Flanigan's dedication to spending time writing is another aspect of the guitarist that impresses Wakeman. "I think that deserves a lot of respect. There are a million songs out there that are yet to be written because people aren't putting the time aside. Any artist has to give time to their art and a lot of people forget that it makes you better the more you work at it. I think that shows in his songwriting."

And add one more word to Wakeman's list of adjectives which describe Flanigan: honesty.

"Danny is without a doubt making music because it's what he loves to do. That also shows in his art. He's not out there trying to write the hit single.
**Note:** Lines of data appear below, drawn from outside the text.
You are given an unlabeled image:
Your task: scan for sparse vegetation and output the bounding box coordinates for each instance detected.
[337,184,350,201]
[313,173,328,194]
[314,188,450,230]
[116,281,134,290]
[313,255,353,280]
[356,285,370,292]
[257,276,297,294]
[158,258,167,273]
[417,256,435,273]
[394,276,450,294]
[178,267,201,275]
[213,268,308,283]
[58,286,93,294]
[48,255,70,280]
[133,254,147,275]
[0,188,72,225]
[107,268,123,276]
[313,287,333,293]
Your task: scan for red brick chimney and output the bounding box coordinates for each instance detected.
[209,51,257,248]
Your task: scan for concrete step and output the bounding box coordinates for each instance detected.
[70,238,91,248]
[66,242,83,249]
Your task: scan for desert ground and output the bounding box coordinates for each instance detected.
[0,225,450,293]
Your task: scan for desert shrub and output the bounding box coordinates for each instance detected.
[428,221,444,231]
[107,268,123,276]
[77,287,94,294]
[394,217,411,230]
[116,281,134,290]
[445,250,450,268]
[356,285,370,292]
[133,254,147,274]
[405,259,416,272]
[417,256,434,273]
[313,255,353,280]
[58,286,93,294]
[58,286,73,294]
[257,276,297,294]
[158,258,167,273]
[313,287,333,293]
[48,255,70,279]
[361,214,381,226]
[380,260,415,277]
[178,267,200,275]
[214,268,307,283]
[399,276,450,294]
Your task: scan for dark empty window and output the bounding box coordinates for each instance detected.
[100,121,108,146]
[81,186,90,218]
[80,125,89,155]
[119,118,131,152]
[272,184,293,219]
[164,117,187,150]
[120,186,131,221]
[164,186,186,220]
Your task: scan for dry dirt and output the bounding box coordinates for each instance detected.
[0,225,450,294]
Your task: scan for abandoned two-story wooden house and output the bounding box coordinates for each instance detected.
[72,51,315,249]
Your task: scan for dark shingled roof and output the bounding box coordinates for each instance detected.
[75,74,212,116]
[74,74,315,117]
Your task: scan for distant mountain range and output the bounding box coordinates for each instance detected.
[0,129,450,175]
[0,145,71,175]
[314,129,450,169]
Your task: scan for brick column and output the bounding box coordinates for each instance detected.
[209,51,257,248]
He would love to write the hit single, but he's not going to write one just because, if it doesn't move him.

"It's easy for him to be sincere in all his songs because I think they are all close to his heart in some form or another. Danny Flanigan will always be an artist because that's just what he is. He's not someone pretending to be one - he is one."

The price of art

Flanigan's devotion to his art knows no bounds - not even financial ones.

Nevertheless, finances can cramp the style of any artist. Bills must be paid, and the price of raising a family is staggering. Flanigan earns his living by teaching guitar at Music Warehouse on Hourstbourne Lane. Each week, he passes on his expertise to 55 students.

A dream gig? Not quite. But it pays the bills, and Flanigan seems happy to be doing it.

"I make a living off the guitar - I have the greatest life in the world," he said. But Flanigan likes to record music so people interested in his music will "have something to take home."

And putting out a compact disc costs money. He said he usually releases 1,000 at a time. Overall, about 4,000 Rain Chorus CDs and almost 1,000 Greathouse discs have sold.

"I borrow money from the bank, release the CD, sell them, pay off the loan and start all over again. I'm close to paying off Rain Chorus, so I'm getting ready to do it again."

His hope, however, is always that someone else will be paying for the next album. He doesn't resist commercial success, as long as his pursuit of the art of music remains unwavering.

"I shop my tunes to the major labels, you can believe that," he said.

And he said the first thing he will do when the next album is complete is shop it to smaller labels before he invests in it. It's not that he doesn't want to invest in it - hardly. Rather, he believes the album is good enough that someone else may want to invest in it.

"These aren't the best 15 songs I've ever written, but they're damn close," he said. "I just feel like they're worth shopping."

Flanigan hasn't had success selling previous albums to labels; even the popular Hopscotch Army never got signed. But, he said, he always hears positive comments in the rejections. That is enough to make him hopeful.

"The only thing I can gather from that is they're bullshitting me - and I don't think they're in business for that - or they don't hear any money in it. That's not my goal anyway; my goal is to express myself, not make a million dollars."

Then he quickly adds, "But you never know if the next 15 songs are going to be the 15 they need."

Every artist wants his or her work to be enjoyed by as many people as possible, and a deal - even with a small label - would put Danny Flanigan's name in CD collections and in concert halls across the country instead of just in the Louisville area.

And if a deal isn't forthcoming, Flanigan will be content to release the disc on his own, play gigs with his newly-merged band and focus on writing more songs.

After all, creation is what it's about, whether the CD sells or not. The creative process never ends, ever.

"I don't care what's going on, I'm writing songs," Flanigan said. "I don't care if there's a meteor shower, if there's a president or no president, or if I'm rolling a ball back and forth with my little boy, I'm thinking about the next tune."